High Resolution Migration Modelling and Seismic Inversion – Example from a Channelized System in Offshore Angola
M. Hertle1, N. H. Schødt1, H. P. Hansen1, and M. De Lind Van Wijngaarden2
1Maersk Oil & Gas, Copenhagen, Denmark
2IES GmbH, Aachen, Germany
The area evaluated is located inside the Lower Congo Basin, which extends from central to northern offshore Angola. The basin contains an Early Cretaceous clastic rift sequence (including the lacustrine ‘Bucamazi source’), post-rift evaporites (Albian salt) and an up to 3-4 km thick post-salt passive margin sequence. This sequence includes the prolific marine Late Cretaceous to Eocene ‘Iabe and Landana source rocks’ succeeded by the lean mixed gas-oil prone source rocks, the turbidite channel sands and the thick sealing mudstones of the Oligocene to Miocene Malembo Formation. The primary reservoir targets are stacked channel sands of Late Oligocene age. Earliest hydrocarbon expulsion from the Iabe source rock started in the early Miocene and is ongoing up to present day with present day maturities ranging from the main oil generation to gas generation window.
3D hydrocarbon charge modelling technology has advanced significantly in the recent years, especially with the introduction of inversion percolation theory and the integration of advanced PVT calculation of the hydrocarbon phases. One of the main issues in migration modelling is still the actual model building itself, especially regarding the facies (lithology) distribution in more complex geological settings (e.g. channel and amalgamated channel systems).
Seismic inversion methods were used to create a high resolution lithology cube (shale, sand) to be integrated into the petroleum systems model. From well log studies it was found that sand and shale was separable in the relative elastic impedance domain. Using P-sonic, S-sonic and Density log data, angle impedance was derived for the angles 13 degrees and 23 degrees which are comparable to the seismic near- and mid-stack, respectively. Subsequently, the seismic near- and mid-stack were each inverted using a sparse-spike inversion technique to derive seismically based 13 degrees and 23 degrees relative angle impedance volumes. The far-stack was disregarded due to data quality problems. Using these volumes in combination, sand and shale probabilities were then estimated using a supervised-neural-network trained on angle impedances and lithological information at the well location. The final lithology volume was determined by applying probability cut-offs; sand-probability>50%=sand, sand-probability<=50%=shale.

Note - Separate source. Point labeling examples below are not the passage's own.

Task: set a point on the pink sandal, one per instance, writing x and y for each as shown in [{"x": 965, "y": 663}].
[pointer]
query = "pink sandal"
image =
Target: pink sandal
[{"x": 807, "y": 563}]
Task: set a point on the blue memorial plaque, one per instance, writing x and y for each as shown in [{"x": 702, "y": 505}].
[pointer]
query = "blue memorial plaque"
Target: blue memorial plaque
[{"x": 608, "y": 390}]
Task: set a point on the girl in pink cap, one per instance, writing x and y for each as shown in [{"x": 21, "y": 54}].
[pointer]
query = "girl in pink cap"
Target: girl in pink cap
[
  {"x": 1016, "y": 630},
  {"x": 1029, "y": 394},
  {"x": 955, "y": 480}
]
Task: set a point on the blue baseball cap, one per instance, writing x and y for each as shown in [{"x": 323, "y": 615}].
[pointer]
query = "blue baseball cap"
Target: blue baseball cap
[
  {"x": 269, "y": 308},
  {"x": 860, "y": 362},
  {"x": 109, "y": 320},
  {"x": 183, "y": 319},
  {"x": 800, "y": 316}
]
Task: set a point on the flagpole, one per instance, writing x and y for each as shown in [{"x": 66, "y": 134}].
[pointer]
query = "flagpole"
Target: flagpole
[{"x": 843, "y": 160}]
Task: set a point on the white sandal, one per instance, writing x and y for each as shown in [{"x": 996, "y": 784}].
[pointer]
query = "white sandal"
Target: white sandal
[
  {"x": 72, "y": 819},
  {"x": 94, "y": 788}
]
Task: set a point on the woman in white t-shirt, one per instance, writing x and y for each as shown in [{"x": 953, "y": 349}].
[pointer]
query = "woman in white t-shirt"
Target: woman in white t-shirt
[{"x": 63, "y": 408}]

Whereas compaction, pressure, temperature and hydrocarbon expulsion were calculated on a coarse grid, hydrocarbon migration was modelled on a high resolution grid using an inversion percolation simulator. Porosity/effective stress relationships and porosity/capillary entry pressure relationships were developed and tested regarding their sensitivity on the migration results. A significant improvement in the evaluation of the hydrocarbon charge (both migration pathways and accumulated volumes) could be achieved; especially in comparison with the initial coarse migration model and traditional charge analysis.
AAPG Search and Discovery Article #90091©2009 AAPG Hedberg Research Conference, May 3-7, 2009 - Napa, California, U.S.A.